/Milestone-Scraper

Script to pull a GitHub repo's milestone data. Useful for creating release notes or project updates.

Primary LanguageJupyter Notebook

Milestone-Scraper

Overview

If you want to download data from a GitHub repository's milestone, you can use this Jupyter Notebook to create a list of issues and PRs that are associated with the milestone. The Milestone Scraper parses raw HTML to create a list of issues and PRs by title, link, and ID. This information can be helpful when developing reports or release notes, outside of GitHub.

Prerequisites

Before using the Milestone Scraper, ensure that you have the following prerequisites downloaded and installed:

  • Python 3
  • Jupyter Notebook
  • ChromeDriver - If you do not have Chrome browser, you can use another browser's driver.
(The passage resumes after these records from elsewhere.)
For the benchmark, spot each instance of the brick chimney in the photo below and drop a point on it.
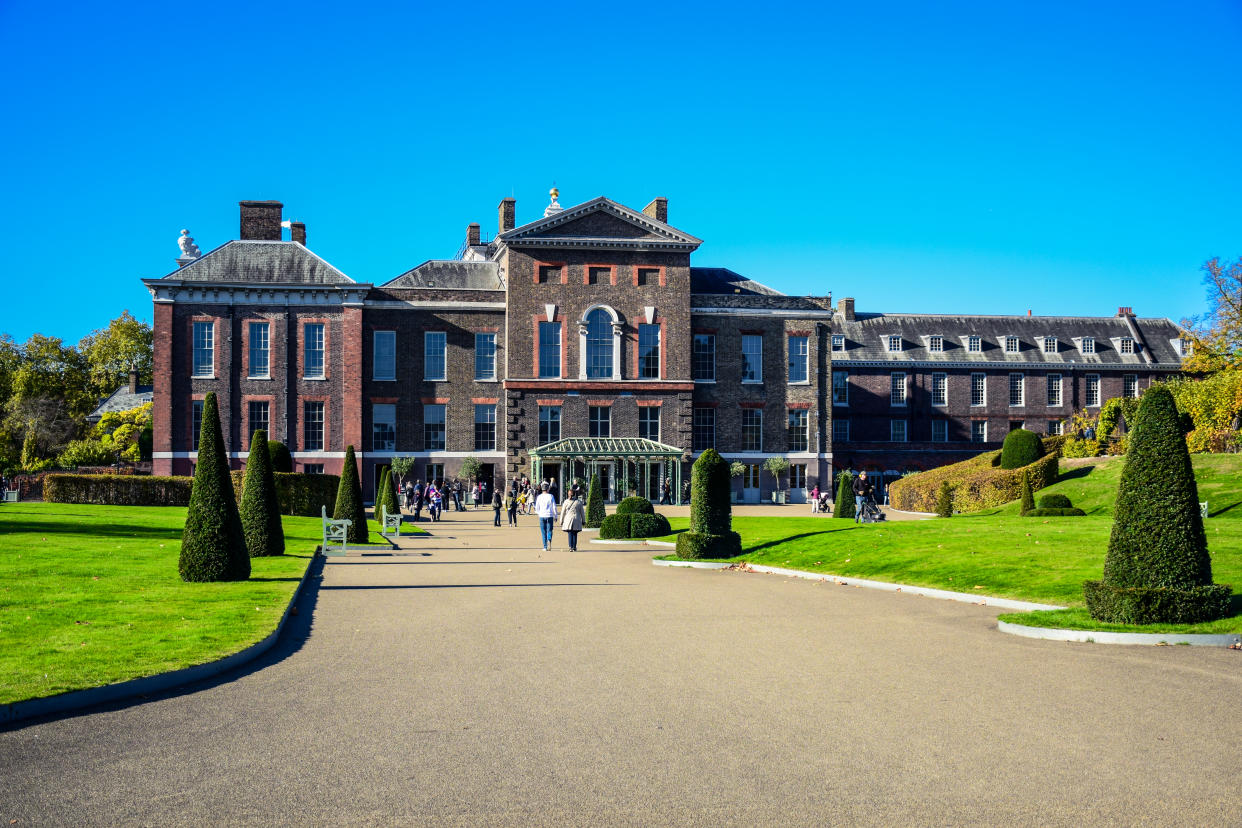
(508, 215)
(657, 209)
(261, 220)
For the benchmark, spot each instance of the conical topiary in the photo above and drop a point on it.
(595, 510)
(349, 500)
(845, 504)
(711, 533)
(1156, 569)
(260, 508)
(213, 544)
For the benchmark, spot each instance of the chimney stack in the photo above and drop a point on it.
(508, 215)
(261, 220)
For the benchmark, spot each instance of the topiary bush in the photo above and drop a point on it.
(349, 500)
(845, 504)
(711, 533)
(282, 462)
(1021, 448)
(635, 507)
(213, 544)
(1158, 569)
(260, 509)
(595, 512)
(615, 526)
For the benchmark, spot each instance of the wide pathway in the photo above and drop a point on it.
(468, 679)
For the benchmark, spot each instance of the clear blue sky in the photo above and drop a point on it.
(1066, 158)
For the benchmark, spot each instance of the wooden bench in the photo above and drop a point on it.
(333, 530)
(389, 524)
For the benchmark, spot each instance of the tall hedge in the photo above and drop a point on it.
(595, 510)
(260, 508)
(1021, 448)
(711, 533)
(213, 543)
(845, 504)
(1158, 569)
(349, 500)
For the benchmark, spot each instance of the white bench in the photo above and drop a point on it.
(389, 524)
(333, 530)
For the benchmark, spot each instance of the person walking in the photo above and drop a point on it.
(571, 519)
(545, 507)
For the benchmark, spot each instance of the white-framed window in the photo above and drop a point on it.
(260, 351)
(1017, 390)
(979, 389)
(1053, 390)
(841, 387)
(204, 349)
(752, 358)
(383, 427)
(384, 359)
(485, 356)
(1092, 390)
(435, 345)
(313, 363)
(799, 358)
(897, 389)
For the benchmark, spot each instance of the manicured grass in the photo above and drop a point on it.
(91, 596)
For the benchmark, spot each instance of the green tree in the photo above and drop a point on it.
(260, 508)
(349, 500)
(1158, 569)
(213, 543)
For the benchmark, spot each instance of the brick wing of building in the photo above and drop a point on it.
(584, 342)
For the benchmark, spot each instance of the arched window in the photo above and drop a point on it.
(599, 345)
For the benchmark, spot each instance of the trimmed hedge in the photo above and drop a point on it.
(635, 505)
(978, 484)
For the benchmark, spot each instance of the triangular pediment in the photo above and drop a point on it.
(600, 224)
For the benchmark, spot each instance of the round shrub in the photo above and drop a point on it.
(1055, 502)
(615, 526)
(653, 525)
(1021, 448)
(635, 505)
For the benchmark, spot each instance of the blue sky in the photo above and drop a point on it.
(1065, 158)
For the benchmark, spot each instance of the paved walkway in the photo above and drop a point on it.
(470, 680)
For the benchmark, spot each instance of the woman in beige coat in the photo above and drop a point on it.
(571, 517)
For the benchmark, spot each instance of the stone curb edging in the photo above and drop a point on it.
(1101, 637)
(149, 684)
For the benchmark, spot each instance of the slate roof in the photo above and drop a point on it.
(122, 400)
(867, 339)
(451, 274)
(722, 279)
(261, 262)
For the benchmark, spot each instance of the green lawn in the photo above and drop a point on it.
(995, 553)
(91, 596)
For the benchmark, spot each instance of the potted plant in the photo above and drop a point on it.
(776, 466)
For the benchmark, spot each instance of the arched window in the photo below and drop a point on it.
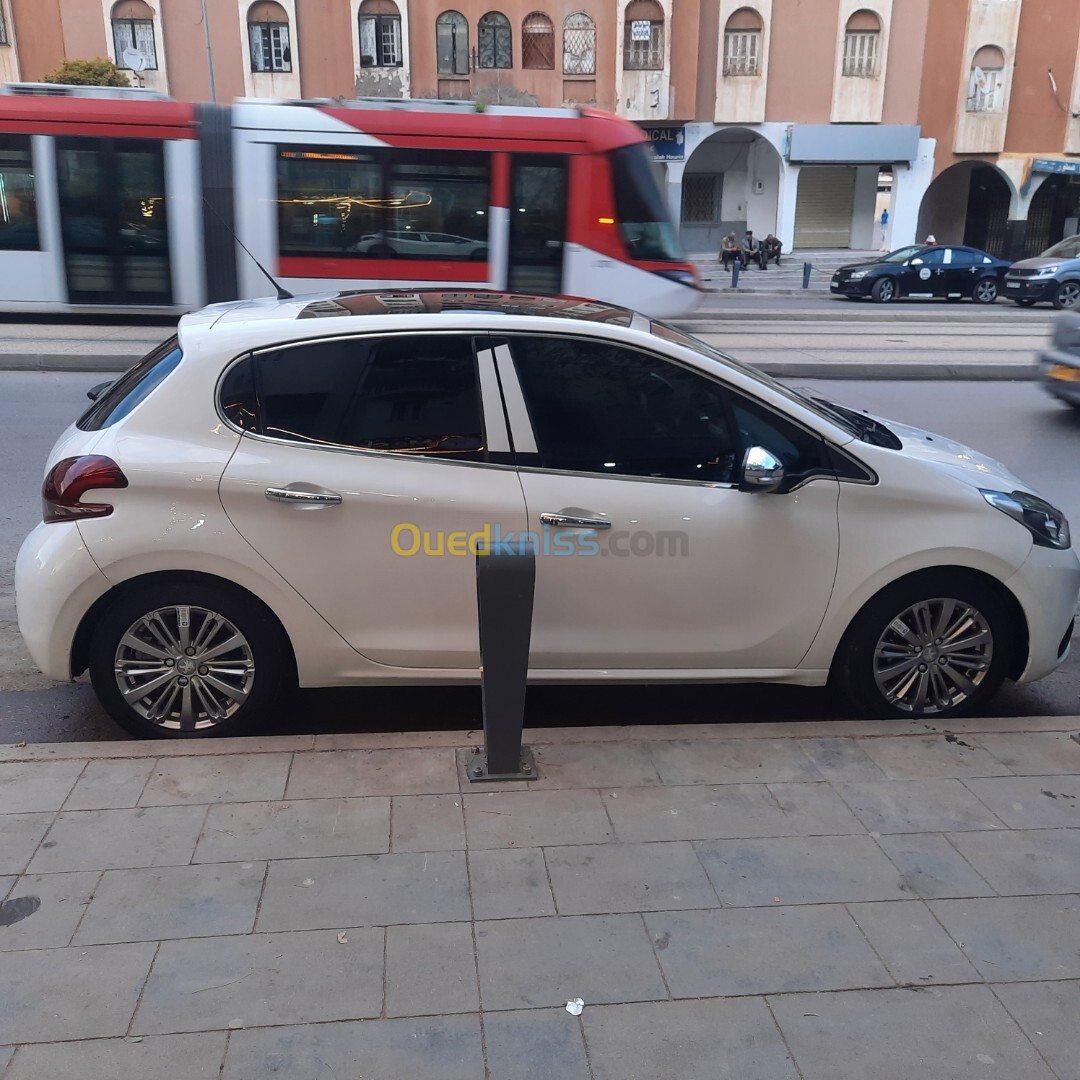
(268, 37)
(538, 42)
(986, 83)
(862, 38)
(380, 34)
(742, 42)
(494, 43)
(451, 43)
(579, 44)
(643, 38)
(133, 36)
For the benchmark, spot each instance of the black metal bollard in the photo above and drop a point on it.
(504, 584)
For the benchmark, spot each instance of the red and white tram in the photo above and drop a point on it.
(125, 201)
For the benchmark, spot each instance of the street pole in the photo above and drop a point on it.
(210, 56)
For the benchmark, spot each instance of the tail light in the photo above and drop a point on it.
(68, 480)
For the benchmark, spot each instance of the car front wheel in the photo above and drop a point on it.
(931, 645)
(186, 659)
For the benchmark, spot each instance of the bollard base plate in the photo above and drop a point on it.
(478, 771)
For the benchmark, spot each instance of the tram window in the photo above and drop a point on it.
(18, 207)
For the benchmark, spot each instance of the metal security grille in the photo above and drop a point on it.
(538, 42)
(699, 199)
(579, 44)
(741, 52)
(860, 53)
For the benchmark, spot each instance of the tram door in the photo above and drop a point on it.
(112, 220)
(537, 223)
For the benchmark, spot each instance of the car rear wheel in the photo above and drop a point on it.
(187, 659)
(883, 291)
(931, 645)
(1067, 296)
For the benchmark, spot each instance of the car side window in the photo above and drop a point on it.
(603, 408)
(413, 394)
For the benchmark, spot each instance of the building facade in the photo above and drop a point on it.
(800, 118)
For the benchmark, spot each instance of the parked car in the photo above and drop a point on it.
(294, 490)
(923, 271)
(1060, 364)
(1054, 277)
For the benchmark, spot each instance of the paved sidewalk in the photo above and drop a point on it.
(822, 901)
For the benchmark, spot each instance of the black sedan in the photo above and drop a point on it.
(923, 272)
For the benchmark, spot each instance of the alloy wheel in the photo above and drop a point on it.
(184, 667)
(933, 656)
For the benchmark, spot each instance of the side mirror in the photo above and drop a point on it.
(761, 471)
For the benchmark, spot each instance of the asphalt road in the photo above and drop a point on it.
(1014, 421)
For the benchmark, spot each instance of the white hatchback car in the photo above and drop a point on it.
(295, 489)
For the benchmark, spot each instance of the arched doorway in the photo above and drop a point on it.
(730, 184)
(968, 203)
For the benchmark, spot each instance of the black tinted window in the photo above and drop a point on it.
(602, 408)
(133, 387)
(409, 394)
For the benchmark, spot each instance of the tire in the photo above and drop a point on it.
(950, 689)
(883, 291)
(247, 680)
(1067, 296)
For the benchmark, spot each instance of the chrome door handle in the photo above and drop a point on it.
(567, 522)
(304, 498)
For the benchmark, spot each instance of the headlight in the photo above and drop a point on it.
(1045, 523)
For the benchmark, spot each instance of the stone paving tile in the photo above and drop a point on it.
(91, 993)
(956, 1031)
(110, 784)
(931, 867)
(840, 759)
(19, 836)
(118, 839)
(1025, 863)
(818, 869)
(909, 940)
(441, 1048)
(1047, 1012)
(152, 903)
(932, 757)
(752, 950)
(510, 883)
(535, 1044)
(1031, 801)
(691, 1040)
(536, 819)
(747, 760)
(356, 772)
(302, 828)
(1015, 937)
(1034, 753)
(365, 891)
(918, 806)
(260, 980)
(532, 963)
(62, 899)
(430, 969)
(230, 778)
(36, 786)
(428, 823)
(158, 1057)
(596, 879)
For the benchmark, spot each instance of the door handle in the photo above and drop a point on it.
(568, 522)
(301, 498)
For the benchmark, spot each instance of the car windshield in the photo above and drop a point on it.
(1068, 248)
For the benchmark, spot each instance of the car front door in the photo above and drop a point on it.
(650, 555)
(365, 474)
Using the Milestone Scraper

Step 1:

Open the template.ipynb file.

Step 2:

Update the URL variable with the URL for the milestone page. Note that you will need to run the notebook twice if you want a list of open and closed issues/PRs.

Step 3:

Run all commands at the same time.

The output is generated at the bottom of the notebook in the following format:

Issue or PR Title
https://github.com/samplerepo/pull/123
123

Issues and PRs that are associated with the milestone are treated the same way in the output. You can copy and paste the output for use in another program.

Additional Information

The Milestone Scraper uses Selenium to automate launching a browser. The headless option is set to true, which prevents the browser from actually launching. As a result, all work is completed in the background. A wait option is set to 10 seconds. Without this option, the JavaScript does not load fast enough for Selenium to pick up the data. The scraper gets the page source. Then, the page source is parsed using Beautiful Soup. Beautiful Soup is a Python library that works along with a parser to pull data from HTML and XML libraries. Beautiful Soup finds all of the HTML sections for the milestone page. The module iterates over each element to get the title, link, and ID. The output is displayed for use in other contexts.